Geeignete Kandidaten für diesen Eingriff sollten vor allem geduldig sein und realistische Erwartungen haben, da es nach dem Eingriff zu Schwellungen kommt.

Bei der Fettinjektion wird Fett aus Körperstellen entnommen, an denen überschüssiges Fett vorhanden ist. Unterhalb des Nabels und an den Innenseiten der Knie befinden sich häufig beanspruchte Bereiche, die mit dem Gesicht kompatibel sind. Nachdem der Bereich, dem das Fett entnommen werden soll, betäubt wurde, wird das Fett mit speziellen Spritzen und Nadeln entfernt und durchläuft Prozesse wie Zentrifugieren, Filtern und Übertragen. Anschließend wird es mit speziellen Kanülen (nichtscharfen Nadeln) in das Gewebe eingebracht. In der Praxis bewegt sich die Kanüle im Gewebe und verteilt das Fett. Es ist quasi in das Fettgewebe eingewebt. Durch die Bewegung der Kanüle im Gewebe kann es zu starken Ödemen kommen. Manchmal kann das Ödem des Eingriffs zu einer Schwellung führen, die sogar über das abgegebene Fettvolumen hinausgeht. Da der Vorgang durch Nadellöcher erfolgt, sind keine Fäden erforderlich. An der Stelle, an der das Fett entfernt wurde, wird ein kleiner Verband angelegt. Auf das Gesicht werden antibiotische Cremes aufgetragen und der Eingriff ist abgeschlossen.

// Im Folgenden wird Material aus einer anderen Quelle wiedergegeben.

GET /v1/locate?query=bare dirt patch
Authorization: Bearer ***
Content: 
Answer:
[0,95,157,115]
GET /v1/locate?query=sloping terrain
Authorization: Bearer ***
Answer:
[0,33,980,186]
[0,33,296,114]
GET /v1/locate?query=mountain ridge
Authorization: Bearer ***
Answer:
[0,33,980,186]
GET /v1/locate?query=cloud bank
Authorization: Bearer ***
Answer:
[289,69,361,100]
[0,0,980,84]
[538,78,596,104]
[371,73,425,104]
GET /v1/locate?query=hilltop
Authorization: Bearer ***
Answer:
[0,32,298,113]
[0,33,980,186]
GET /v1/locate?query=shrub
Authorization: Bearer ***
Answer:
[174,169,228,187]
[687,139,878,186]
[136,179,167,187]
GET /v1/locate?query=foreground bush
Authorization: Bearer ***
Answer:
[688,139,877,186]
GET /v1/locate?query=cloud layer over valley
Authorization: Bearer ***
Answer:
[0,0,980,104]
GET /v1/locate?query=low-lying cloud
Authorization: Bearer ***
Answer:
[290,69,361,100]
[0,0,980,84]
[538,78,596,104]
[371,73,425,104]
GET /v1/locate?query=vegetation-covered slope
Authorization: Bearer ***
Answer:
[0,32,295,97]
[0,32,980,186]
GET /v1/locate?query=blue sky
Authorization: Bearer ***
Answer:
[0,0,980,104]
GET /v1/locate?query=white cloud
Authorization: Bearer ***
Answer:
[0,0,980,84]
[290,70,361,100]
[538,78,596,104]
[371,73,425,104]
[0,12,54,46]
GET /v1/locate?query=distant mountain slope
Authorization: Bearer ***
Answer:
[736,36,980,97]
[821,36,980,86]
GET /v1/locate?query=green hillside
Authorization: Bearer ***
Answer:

Die Dauerhaftigkeit der Gesichtsfettinjektion sorgt für Verwirrung. In jeder Anwendungssitzung überleben 10-40 % des übertragenen Fetts, der Rest stirbt ab. Bei dem Prozess handelt es sich letztendlich um einen Zelltransfer, und Zellen können beschädigt werden und absterben, während sie aus dem Körper entfernt, transportiert, gefiltert oder injiziert werden. Einige der Überlebenden der Verlegung werden in ihren neuen Häusern sterben. Mit anderen Worten: Ungefähr zwei Einheiten von zehn Einheiten Fettgewebe überleben, und diese beiden überlebenden Einheiten werden mit Ihnen leben und altern, genau wie Ihre anderen Gewebe.
Der Eingriff wird in der Regel unter Vollnarkose durchgeführt. Wenn die Fettinjektion auf kleinere Bereiche angewendet werden soll, kann manchmal eine Lokalanästhesie bevorzugt werden. Soll eine Vollnarkose durchgeführt werden, beträgt der Krankenhausaufenthalt 1 Tag. Der Patient kann in der Regel nach 3 Tagen vollständig in sein Alltagsleben zurückkehren.